Neither Drljaca's nor Kovacevic's faces appear on the infamous war criminals' poster that lists the first 74 indictees. Instead, both were sealed indictments: The men had been indicted, but the charges had not been made public. Moreover, there are many more sealed indictments. As a result, all who have blood on their hands on all sides of the Bosnian conflict can no longer sleep easily.
Despite the death of Drljaca, the snatch operations must be considered a resounding success. To build on the momentum, however, it is critical to launch a sustained public-information campaign explaining the significance of the action to all Bosnians - and, in particular, to Bosnian Serbs.
A difficult task for NATO
The state-controlled Bosnian Serb news media and Republika Srpska leadership have reacted predictably, describing the operations as criminal acts and Drljaca's death as the murder of an innocent. Meanwhile, the Bosnian Muslim news media has gloated in triumph. The first Bosnian Serb to be convicted for war crimes, Dusan Tadic (also from near Prijedor), was sentenced this week to 20 years imprisonment. Again, the Bosnian Serb news media lionized a Serb martyr and the Bosnian Muslim media cheered.
For the sake of the peace process and the future of Bosnia as a multinational state, it is critical that all Bosnians come to respect the work of the International War Crimes Tribunal and understand that the NATO-led operations were aimed at individuals indicted for war crimes and crimes against humanity - and not Serbs in general. It should be made clear that NATO has done a great service to Serbs by removing two indicted war criminals from their midst.
Given years of brainwashing, this will be no easy task. It may also prove difficult because of a lack of cooperation from Bosnian Serb leaders. According to United Nations officials, the Bosnian Serb authorities have threatened retaliation against the recent NATO operations.
At the very least, NATO must attempt to communicate directly with ordinary Bosnians. Leaflets explaining the rationale behind the snatch operations, as well as posters of the indicted war criminals (with captions translated into the local language), should be dropped throughout both Republika Srpska and the Muslim-Croat Federation. In addition, senior NATO officers should appear on local television and radio to spread the message wider. Since the Bosnian Serb news media like to portray the British as their allies, the fact that the British Army carried out the snatch operations is critical.

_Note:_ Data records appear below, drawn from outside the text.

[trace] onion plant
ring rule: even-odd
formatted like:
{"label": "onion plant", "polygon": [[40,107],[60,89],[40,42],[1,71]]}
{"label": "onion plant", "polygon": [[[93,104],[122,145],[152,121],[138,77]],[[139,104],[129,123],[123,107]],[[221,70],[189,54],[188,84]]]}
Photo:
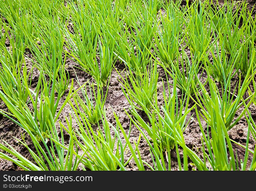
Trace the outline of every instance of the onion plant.
{"label": "onion plant", "polygon": [[[119,124],[115,128],[110,125],[104,111],[104,117],[101,117],[102,129],[99,127],[95,131],[86,117],[79,117],[76,111],[72,112],[79,127],[74,137],[83,153],[82,164],[91,170],[125,170],[125,166],[129,162],[125,162],[124,151],[127,145],[122,142]],[[71,118],[70,124],[71,120]],[[114,132],[113,136],[111,129]]]}
{"label": "onion plant", "polygon": [[[191,54],[191,57],[196,62],[203,62],[207,58],[209,44],[213,34],[211,25],[205,14],[205,3],[195,1],[187,11],[187,20],[184,24],[186,27],[187,44]],[[199,9],[198,10],[198,7]],[[192,56],[193,55],[193,56]]]}
{"label": "onion plant", "polygon": [[[253,154],[254,157],[249,169],[255,170],[256,167],[256,158],[255,157],[256,147],[255,148],[254,151],[249,150],[248,148],[250,132],[251,130],[253,129],[250,121],[251,120],[251,118],[250,118],[248,120],[248,118],[246,117],[248,121],[248,127],[246,146],[243,146],[238,144],[246,149],[243,161],[241,159],[240,161],[238,161],[237,156],[234,153],[231,144],[231,142],[235,142],[229,138],[227,133],[228,130],[226,128],[225,119],[222,116],[221,108],[219,107],[219,100],[218,96],[217,95],[214,95],[215,96],[212,95],[211,95],[212,97],[211,97],[209,94],[207,95],[208,100],[210,102],[211,106],[211,110],[209,111],[209,113],[211,114],[210,117],[209,115],[206,117],[207,127],[206,134],[204,131],[199,115],[200,115],[201,117],[203,117],[203,115],[205,116],[205,114],[202,114],[204,113],[203,111],[198,112],[196,108],[198,121],[202,135],[202,143],[205,143],[206,145],[205,148],[205,145],[202,144],[202,148],[205,165],[206,165],[206,161],[208,161],[209,164],[210,169],[213,170],[239,170],[240,169],[245,170],[248,162],[248,153],[250,151]],[[244,102],[244,103],[245,103]],[[247,107],[246,104],[245,104],[245,106]],[[209,134],[210,127],[210,136]],[[228,155],[228,152],[229,153]],[[239,165],[239,162],[241,165],[240,168]]]}
{"label": "onion plant", "polygon": [[125,78],[120,74],[122,90],[130,103],[144,111],[146,108],[150,109],[150,102],[154,99],[158,78],[156,62],[153,64],[152,61],[148,68],[136,74],[130,70]]}
{"label": "onion plant", "polygon": [[[178,126],[182,130],[181,133],[183,133],[187,125],[188,121],[189,122],[190,119],[189,119],[187,121],[186,116],[195,105],[189,108],[190,96],[189,94],[186,94],[184,97],[181,98],[179,100],[177,94],[176,78],[174,83],[172,94],[170,91],[169,83],[167,83],[167,94],[166,92],[163,81],[163,83],[164,103],[161,109],[157,104],[156,96],[154,98],[154,103],[150,101],[151,98],[146,95],[145,96],[145,99],[148,100],[153,108],[151,111],[146,107],[143,108],[144,110],[148,117],[150,125],[147,124],[138,113],[135,107],[132,105],[130,111],[136,119],[133,120],[145,129],[152,140],[154,137],[156,139],[158,145],[162,151],[167,152],[168,150],[173,149],[175,145],[175,142],[172,138],[172,133],[174,129],[177,128]],[[160,111],[162,112],[163,110],[164,113],[163,116],[161,115],[160,114]],[[162,121],[162,119],[164,121]],[[171,130],[170,128],[172,129]],[[166,134],[170,136],[167,137]]]}
{"label": "onion plant", "polygon": [[107,88],[104,95],[102,87],[97,85],[95,91],[93,84],[89,84],[88,95],[85,85],[87,83],[81,85],[78,81],[77,82],[80,87],[79,90],[81,89],[82,96],[79,95],[77,90],[74,90],[73,99],[74,104],[72,103],[70,100],[69,102],[70,105],[75,113],[77,114],[81,117],[86,118],[91,124],[94,125],[98,123],[104,112],[104,106],[108,88]]}
{"label": "onion plant", "polygon": [[184,21],[182,11],[172,1],[167,3],[165,8],[166,12],[163,15],[161,15],[161,24],[157,27],[154,37],[159,39],[156,40],[155,49],[161,61],[170,66],[170,61],[174,61],[179,56],[179,48],[184,40],[184,35],[182,37],[182,24]]}
{"label": "onion plant", "polygon": [[[251,70],[253,67],[251,65],[250,67]],[[256,72],[253,72],[253,75]],[[210,87],[210,93],[211,95],[209,98],[209,93],[202,83],[199,81],[201,92],[200,93],[199,91],[196,90],[197,93],[195,94],[196,100],[194,100],[194,101],[202,110],[202,112],[205,116],[204,118],[206,122],[211,121],[212,120],[213,118],[215,117],[215,113],[212,110],[212,105],[213,103],[211,102],[213,101],[212,99],[217,99],[218,100],[217,103],[220,108],[221,117],[224,122],[226,128],[228,131],[233,127],[244,115],[245,110],[244,109],[234,121],[235,115],[238,110],[243,105],[243,102],[241,103],[241,101],[243,99],[243,97],[247,89],[248,84],[251,81],[253,77],[253,75],[252,76],[250,75],[250,73],[248,73],[241,84],[240,75],[239,82],[238,83],[238,88],[237,84],[233,90],[232,90],[230,76],[229,78],[227,81],[227,85],[224,87],[222,86],[221,89],[221,92],[220,92],[216,84],[208,76],[207,77],[208,81]],[[254,96],[254,94],[252,95],[245,100],[245,101],[248,101],[246,107],[249,107],[252,103]]]}
{"label": "onion plant", "polygon": [[143,1],[140,3],[132,1],[130,6],[124,19],[124,30],[117,40],[119,46],[116,53],[129,69],[137,72],[144,71],[150,62],[157,11],[155,6],[152,8]]}
{"label": "onion plant", "polygon": [[[48,120],[54,121],[52,115],[50,114],[48,117]],[[77,170],[83,156],[79,155],[77,144],[72,136],[74,131],[72,124],[68,124],[66,128],[61,122],[60,124],[59,134],[54,123],[51,124],[52,126],[48,127],[47,131],[50,133],[46,136],[46,140],[44,135],[39,133],[38,135],[41,138],[41,141],[38,141],[38,137],[29,131],[27,131],[27,134],[22,135],[21,139],[15,138],[28,149],[32,160],[26,158],[3,140],[0,143],[0,149],[5,152],[0,151],[0,158],[12,162],[25,170]],[[64,131],[71,135],[67,145],[64,144]],[[25,139],[27,136],[31,138],[34,149],[30,147],[26,142]]]}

Some carefully chosen words can go a long way.
An even-handed approach
At the same time, the trial of Bosnian-Croat Tihomir Blaskic, which is currently under way in The Hague, should, if at all possible, be broadcast into every home in the country. This would show that the International War Crimes Tribunal is a serious and impartial institution.
As Bosnians tensely await further arrests, NATO must also show itself to be even-handed. Among the sealed indictments, there are surely Croats and Muslims as well. They too should be picked up.
That said, Radovan Karadzic is still key. His trial could be a crucial ingredient in promoting reconciliation between Bosnia's peoples, and until he is in custody, indicted war criminals will effectively remain in power in Republika Srpska.
However, another arrest - especially if no Croats or Muslims have been picked up in the meantime - may prove counterproductive. Perhaps Karadzic should be offered two weeks or a month of grace to go to The Hague on his own accord. Given his vanity and the genuine threat of a humiliating arrest, he may now feel it is in his best interest.
The boldness and the professionalism of the NATO soldiers who carried out the snatch operation have given the Dayton peace agreement a genuine chance of success. An effective public- information campaign could yield equal dividends and may even make future military operations unnecessary.
* Christopher Bennett is a political analyst for the International Crisis Group in Sarajevo and the author of "Yugoslavia's Bloody Collapse" (New York University Press).